Before the 1980s, capital controls under fixed currency exchange rate regimes kept money bottled up within countries, keeping taxpayers in national economic prisons. That regime broke down, and today trillions of dollars flows over borders under flexible exchange rate systems, while industries and entrepreneurs have become highly mobile. Tax bases are far too movable these days for governments to sustain yesteryear’s excessive tax rates, as I discuss in Global Tax Revolution.

Every industrial country has figured that out, and their policy decisions refute the soak-the-rich tax dreaming of Rep. Ocasio-Cortez. Top income rates have plunged around the world since 1980 under governments of both the political left and right.

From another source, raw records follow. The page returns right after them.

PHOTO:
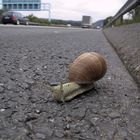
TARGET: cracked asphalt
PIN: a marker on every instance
(32, 56)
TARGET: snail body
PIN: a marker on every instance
(83, 72)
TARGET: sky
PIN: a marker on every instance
(74, 9)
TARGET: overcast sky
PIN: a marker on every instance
(74, 9)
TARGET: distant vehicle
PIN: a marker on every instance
(68, 25)
(14, 18)
(86, 22)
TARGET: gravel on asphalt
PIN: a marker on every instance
(126, 41)
(31, 56)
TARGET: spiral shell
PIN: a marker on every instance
(87, 68)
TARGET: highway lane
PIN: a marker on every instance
(31, 55)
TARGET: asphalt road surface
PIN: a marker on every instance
(31, 55)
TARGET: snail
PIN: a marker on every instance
(83, 72)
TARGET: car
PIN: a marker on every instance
(14, 18)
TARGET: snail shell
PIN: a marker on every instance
(87, 68)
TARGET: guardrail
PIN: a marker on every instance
(129, 5)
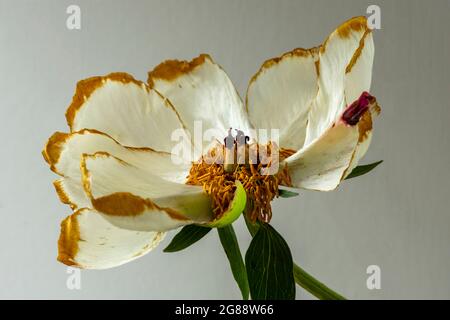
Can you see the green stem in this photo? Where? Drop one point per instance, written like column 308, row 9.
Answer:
column 314, row 286
column 302, row 278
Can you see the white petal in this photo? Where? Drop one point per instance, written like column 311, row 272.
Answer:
column 359, row 73
column 89, row 241
column 201, row 91
column 279, row 96
column 340, row 51
column 125, row 109
column 134, row 198
column 323, row 164
column 63, row 152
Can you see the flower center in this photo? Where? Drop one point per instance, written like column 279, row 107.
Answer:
column 255, row 166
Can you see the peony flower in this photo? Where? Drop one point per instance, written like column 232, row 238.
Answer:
column 126, row 185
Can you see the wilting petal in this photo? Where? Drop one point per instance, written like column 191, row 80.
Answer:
column 279, row 96
column 200, row 91
column 359, row 71
column 88, row 241
column 125, row 109
column 330, row 158
column 63, row 152
column 135, row 199
column 339, row 59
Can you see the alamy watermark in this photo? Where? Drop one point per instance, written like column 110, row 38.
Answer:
column 374, row 279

The chart shows the average top federal-state income tax rate for 26 core OECD countries that have good data back to 1980. The average top rate among these high-income nations fell from 68 percent in 1980 to 47 percent today. The average rate for all 35 OECD countries today is 43 percent. The top U.S. federal-state tax rate at 46 percent in 2017 was above the OECD average. The recent GOP tax cut dropped the top federal rate a few points, but raised the effective state rate by capping deductibility. On individual income taxes, America is not a low rate country.

 
The 26 countries are Australia, Austria, Belgium, Canada, Denmark, Finland, France, Germany, Greece, Iceland, Ireland, Italy, Japan, Korea, Luxembourg, Mexico, Netherlands, New Zealand, Norway, Portugal, Spain, Sweden, Switzerland, Turkey, United Kingdom, and United States. Data for 2000-2017 from the OECD. Data for 1980-1995 from Global Tax Revolution."